Russia and Ukraine together account for around 30% of globally traded wheat and 20% of corn exports. When the conflict erupted in February 2022, grain shipments from the Black Sea region were blocked, sparking fears of severe shortages. An agreement struck last summer finally allowed exports to resume along a UN-brokered maritime corridor. Over 10 million metric tons of grain have now shipped from Ukraine’s ports since August 2022.
However, Russian missile attacks on infrastructure within Ukraine remain an ongoing threat that could periodically disable Ukraine’s export capacity. Currently grain storage facilities are brimming with 2023’s harvest and awaiting export. Any disruption to the delicate Black Sea corridor framework risks renewed supply shortfalls and dramatic price hikes.
At the same time, extreme weather events driven by climate change dealt significant blows to major crop producers in 2022. Historic droughts, heat waves, and floods took a heavy toll across parts of Europe, China, and the United States. These conditions constrained yields for staple crops like wheat, corn, soybeans, and rice. More frequent and intense weather extremes expected in coming years could undermine global production stability and keep price volatility high.

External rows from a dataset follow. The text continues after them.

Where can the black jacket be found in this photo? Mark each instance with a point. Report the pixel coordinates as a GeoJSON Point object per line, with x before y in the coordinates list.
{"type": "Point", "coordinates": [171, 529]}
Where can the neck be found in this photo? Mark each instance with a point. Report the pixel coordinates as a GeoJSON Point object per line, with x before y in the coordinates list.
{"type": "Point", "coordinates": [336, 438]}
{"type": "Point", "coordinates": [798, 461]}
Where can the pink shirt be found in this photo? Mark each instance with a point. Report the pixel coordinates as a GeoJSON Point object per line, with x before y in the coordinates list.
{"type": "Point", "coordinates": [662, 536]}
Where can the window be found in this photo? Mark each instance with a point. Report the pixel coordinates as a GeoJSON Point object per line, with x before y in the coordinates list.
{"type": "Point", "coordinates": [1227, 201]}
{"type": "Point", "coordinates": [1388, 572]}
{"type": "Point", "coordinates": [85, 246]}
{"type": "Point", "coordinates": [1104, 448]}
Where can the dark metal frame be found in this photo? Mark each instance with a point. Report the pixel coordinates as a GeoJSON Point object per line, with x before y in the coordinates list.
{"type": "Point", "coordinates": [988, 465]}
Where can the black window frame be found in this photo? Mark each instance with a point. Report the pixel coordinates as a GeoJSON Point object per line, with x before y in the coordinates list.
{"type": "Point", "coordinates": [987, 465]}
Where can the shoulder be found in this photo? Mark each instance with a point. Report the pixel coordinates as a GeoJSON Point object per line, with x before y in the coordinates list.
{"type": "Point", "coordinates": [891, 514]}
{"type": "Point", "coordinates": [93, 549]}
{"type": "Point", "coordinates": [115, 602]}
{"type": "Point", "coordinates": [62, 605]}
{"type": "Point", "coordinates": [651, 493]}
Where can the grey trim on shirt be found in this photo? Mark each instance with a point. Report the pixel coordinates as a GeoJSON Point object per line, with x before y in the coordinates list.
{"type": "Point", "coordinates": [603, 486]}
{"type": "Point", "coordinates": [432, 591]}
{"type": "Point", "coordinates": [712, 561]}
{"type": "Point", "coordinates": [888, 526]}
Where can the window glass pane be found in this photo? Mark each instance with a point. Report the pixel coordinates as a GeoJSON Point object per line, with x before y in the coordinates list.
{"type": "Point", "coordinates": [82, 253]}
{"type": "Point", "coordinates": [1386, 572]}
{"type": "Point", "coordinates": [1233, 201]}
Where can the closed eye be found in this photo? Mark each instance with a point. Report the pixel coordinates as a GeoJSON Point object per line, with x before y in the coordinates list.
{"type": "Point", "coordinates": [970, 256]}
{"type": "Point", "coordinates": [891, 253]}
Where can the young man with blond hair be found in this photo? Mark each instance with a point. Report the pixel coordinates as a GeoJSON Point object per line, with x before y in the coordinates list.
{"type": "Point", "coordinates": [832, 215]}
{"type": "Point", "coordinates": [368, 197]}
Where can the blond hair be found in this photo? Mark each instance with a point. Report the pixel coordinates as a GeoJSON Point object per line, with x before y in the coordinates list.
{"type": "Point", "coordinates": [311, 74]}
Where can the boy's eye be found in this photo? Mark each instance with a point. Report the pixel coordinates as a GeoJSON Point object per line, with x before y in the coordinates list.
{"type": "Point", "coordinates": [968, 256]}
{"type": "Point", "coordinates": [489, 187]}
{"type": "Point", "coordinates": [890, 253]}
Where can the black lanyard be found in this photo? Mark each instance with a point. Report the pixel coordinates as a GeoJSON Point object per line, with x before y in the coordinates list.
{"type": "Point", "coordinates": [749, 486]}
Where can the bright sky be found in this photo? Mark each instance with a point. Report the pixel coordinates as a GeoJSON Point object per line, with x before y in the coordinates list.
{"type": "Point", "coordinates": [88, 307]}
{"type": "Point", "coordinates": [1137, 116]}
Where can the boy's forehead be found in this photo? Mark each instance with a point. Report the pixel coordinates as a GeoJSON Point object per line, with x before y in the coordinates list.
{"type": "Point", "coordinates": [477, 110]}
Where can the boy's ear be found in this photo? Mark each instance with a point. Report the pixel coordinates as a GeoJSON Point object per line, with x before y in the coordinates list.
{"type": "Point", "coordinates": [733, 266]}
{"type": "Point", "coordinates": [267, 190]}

Rice and sugar markets face greatest ongoing price risks
While prices for grains, vegetable oils, dairy products, and meats moved substantially lower in 2023 compared to 2022, two critical staples did not follow suit. International rice prices jumped 8% year-over-year, reaching levels not seen since 2018. Rice is a hugely important cereal grain that serves as the primary caloric staple for billions across Asia and Africa.
Similarly, global white sugar prices climbed 6% from 2022, staying locked near historical peaks. Adverse weather slashed sugarcane output in India and Thailand, two massive sugar exporting nations. Their reduced capacity to meet global import demand kept prices for the vital food additive at elevated levels.
With rice and sugar carrying substantial weight in food inflation baskets for consumers worldwide, their counter trend price moves are concerning. Rice and sugar costs filtered higher for shoppers in many countries last year, even as prices fell for items like cooking oils, cheese, and chicken. Their continued high pricing presents a worrying signal for household budgets in vulnerable, import-dependent regions.
Food inflation expected to moderate but affordability challenges remain
The Food and Agriculture Organization expects its benchmark Food Price Index to extend its decline over the first half of 2023. Grain prices could sink even lower on projections for massive wheat harvests over the coming months in Russia and elsewhere. Vegetable oil values should continue easing as well on strong palm oil output.
This would translate to milder overall food inflation in many places compared to the sharp rises observed since 2020. But prices are still substantially higher than pre-pandemic averages for nearly all agricultural commodities. Lingering macroeconomic headwinds like high energy costs and rising interest rates could hamper demand across agricultural sectors.
Ongoing elevated costs for key imported food staples imply lasting affordability issues for many consumers globally. This is especially true across lower income regions like South Asia, Africa, and parts of the Middle East. Households in these areas face reduced purchasing power, heightening risks of food insecurity and malnutrition.
While the FAO Food Price Index’s downward slope marks a step in the right direction, the global food system faces embedded fragility. As Torero concludes, “There is no room for complacency if we want to prevent cycles of excessive price volatility.” Building resilience requires addressing systemic vulnerabilities laid bare by the cumulative crises of recent years. Promoting lasting food security hinges on investments in climate-smart agriculture, improved social safety nets for at-risk groups, open and stable global trade flows, and productive diplomacy to defuse conflicts.